Black Objects & Glass Identified to Boost Paper, Zorba & Zurik Purity

TOMRA’s New Laser Object Detection System to Boost Purity at Recycling Facilities

TOMRA Sorting has introduced a new Laser Object Detection system that boosts the circuit’s sorting capabilities, allowing waste and scrap recycling operations to reach improved final product purity levels.

Image © TOMRA Sorting

Optical sorting specialist, TOMRA Sorting, has introduced a new Laser Object Detection (LOD) system that, when used in combination with AUTOSORT and FINDER, boosts the circuit’s sorting capabilities, allowing waste and scrap recycling operations to reach improved final product purity levels.

Featuring TOMRA laser technology that sorts based on the feed material’s spectral and spatial characteristics, the new LOD detects material that near infrared technology (NIR) is incapable of identifying.

“NIR technology cannot detect items such as black plastic and rubber, glass, and other waste items,” explained Carlos Manchado Atienza, regional director, Americas for TOMRA Sorting, Inc. “By combining our new LOD technology, which can detect these items, with our powerful AUTOSORT and FINDER systems, TOMRA once again leads the industry in developing and adapting technology to meet continually evolving specifications in the market.”

LOD is claimed to give recycling facilities a low energy, cost-effective solution for meeting tough customer purity requirements by boosting final product purity by as much as 4% without sacrificing circuit productivity.

Its modular design enables the flexible LOD system to be added onto the same platform as existing latest generation TOMRA sorting equipment. Alternatively, it can be added to the circuit as its own standalone sorting stage.

Developed for simple and fast installation and programming into existing plants, the new LOD is mechanically mounted to a platform. Unlike other systems, this arrangement allows for both large and small feed material to pass under the laser without blockage.
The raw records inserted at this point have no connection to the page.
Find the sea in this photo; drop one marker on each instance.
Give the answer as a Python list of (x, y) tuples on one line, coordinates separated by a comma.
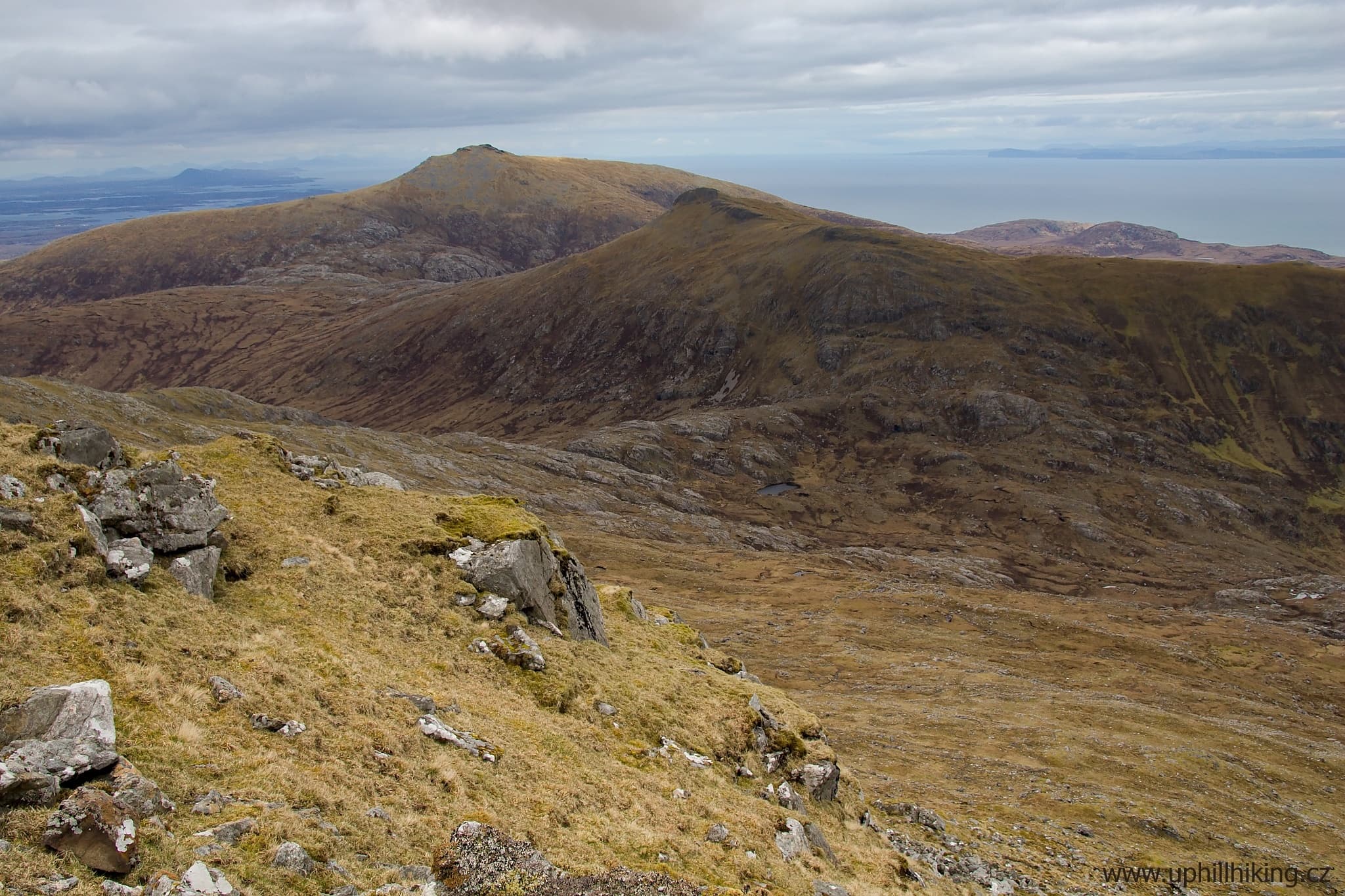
[(1245, 202)]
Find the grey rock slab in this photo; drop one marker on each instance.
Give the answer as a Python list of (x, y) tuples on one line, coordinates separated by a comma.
[(129, 561), (195, 571)]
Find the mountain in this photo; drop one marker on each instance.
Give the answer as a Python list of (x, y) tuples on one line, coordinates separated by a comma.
[(477, 213), (1039, 237), (1032, 538)]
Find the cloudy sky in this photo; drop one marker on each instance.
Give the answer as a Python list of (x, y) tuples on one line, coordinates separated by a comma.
[(96, 83)]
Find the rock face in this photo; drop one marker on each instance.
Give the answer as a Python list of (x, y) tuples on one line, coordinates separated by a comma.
[(165, 508), (481, 861), (129, 561), (546, 587), (93, 828), (81, 442), (55, 735), (519, 649), (195, 571)]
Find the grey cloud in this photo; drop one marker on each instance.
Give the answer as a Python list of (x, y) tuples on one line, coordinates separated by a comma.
[(82, 74)]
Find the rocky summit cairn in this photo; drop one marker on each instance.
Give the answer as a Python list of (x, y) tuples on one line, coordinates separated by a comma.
[(549, 586)]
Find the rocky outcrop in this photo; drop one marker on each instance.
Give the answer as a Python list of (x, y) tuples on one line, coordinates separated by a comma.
[(79, 442), (55, 735), (332, 475), (548, 586), (96, 829)]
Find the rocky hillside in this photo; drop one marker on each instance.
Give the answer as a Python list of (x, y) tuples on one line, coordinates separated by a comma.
[(351, 687), (477, 213), (1038, 237)]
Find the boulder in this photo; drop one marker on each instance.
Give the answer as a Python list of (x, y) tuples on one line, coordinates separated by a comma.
[(165, 508), (57, 734), (481, 861), (11, 488), (291, 729), (436, 730), (93, 526), (139, 796), (93, 828), (821, 779), (20, 521), (294, 857), (128, 561), (793, 842), (519, 649), (81, 442), (195, 571), (223, 689), (493, 608)]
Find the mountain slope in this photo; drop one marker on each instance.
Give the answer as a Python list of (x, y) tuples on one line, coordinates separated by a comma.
[(1047, 403), (477, 213), (1039, 237)]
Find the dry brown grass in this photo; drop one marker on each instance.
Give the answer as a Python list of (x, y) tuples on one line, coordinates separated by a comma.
[(322, 644)]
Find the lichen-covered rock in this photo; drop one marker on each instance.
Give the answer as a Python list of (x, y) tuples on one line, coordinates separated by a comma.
[(11, 488), (93, 828), (549, 587), (294, 857), (169, 509), (141, 796), (821, 779), (436, 730), (57, 734), (793, 842), (128, 561), (482, 861), (287, 729), (195, 571), (79, 442), (519, 649), (223, 689)]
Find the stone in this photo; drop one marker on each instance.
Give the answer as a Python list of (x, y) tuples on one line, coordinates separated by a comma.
[(95, 528), (81, 442), (139, 796), (91, 826), (821, 779), (19, 521), (128, 561), (202, 880), (55, 735), (481, 860), (519, 649), (195, 571), (169, 509), (11, 488), (291, 729), (493, 608), (223, 689), (436, 730), (292, 857), (231, 833), (818, 842), (793, 842), (211, 803), (824, 888), (114, 888)]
“LOD is the perfect complement to existing TOMRA equipment within a circuit to give purity levels a boost to meet ever-tightening final product purity requirements such as the China National Sword standard,” said Ralph Uepping, technical director of recycling at TOMRA Sorting. “Increasing product purity levels expands market potential and increases the profit potential for customers.”

Sorting glass from paper                                     
According to TOMRA, unlike other methods that demand high energy draw, the new LOD system cost-efficiently sorts glass as well as plastic material and black plastic from paper, significantly boosting product quality.

Foreground detection technology ensures the laser beam only identifies material above the belt, reducing background noise and giving operations the flexibility to use any type of belt feeder for the circuit.

Combined with TOMRA’s AUTOSTORT near infrared technology – either as an add-on to the existing platform or as an additional line – LOD is said to give customers an efficient solution for upgrading product quality without air systems that stir up dust particles, lead to paper material loss and increase circuit downtime for cleaning.

An open design allows a variety of material from small pieces of paper to large boxes to pass through the laser without fear of clogging or sorter recalibration.

Increasing material value
The manufacturer said that LOD offers easy and fast integration into scrap processing facilities relying on TOMRA’s FINDER system, which features Intelligent Object Detection (IOD) to sort non-ferrous material such as aluminum and stainless steel.

The system separates black rubber, glass and plastic material from Zorba and Zurik products, allowing operations to turn these commodities into more valuable revenue streams. The product purity offered by LOD is said to allow operations to reduce the number of manual pickers required at the end of the process, lowering operational costs.

For operations tight on space, the new LOD bolts onto the existing FINDER platform to help increase final product quality by 3-4% to meet new 2018 China scrap import regulations. The flexible laser sorter can adapt to circuits with 42.2-in (1,200-mm), 70.9-in (1,800-mm) or 94.-in (2,400-mm) widths.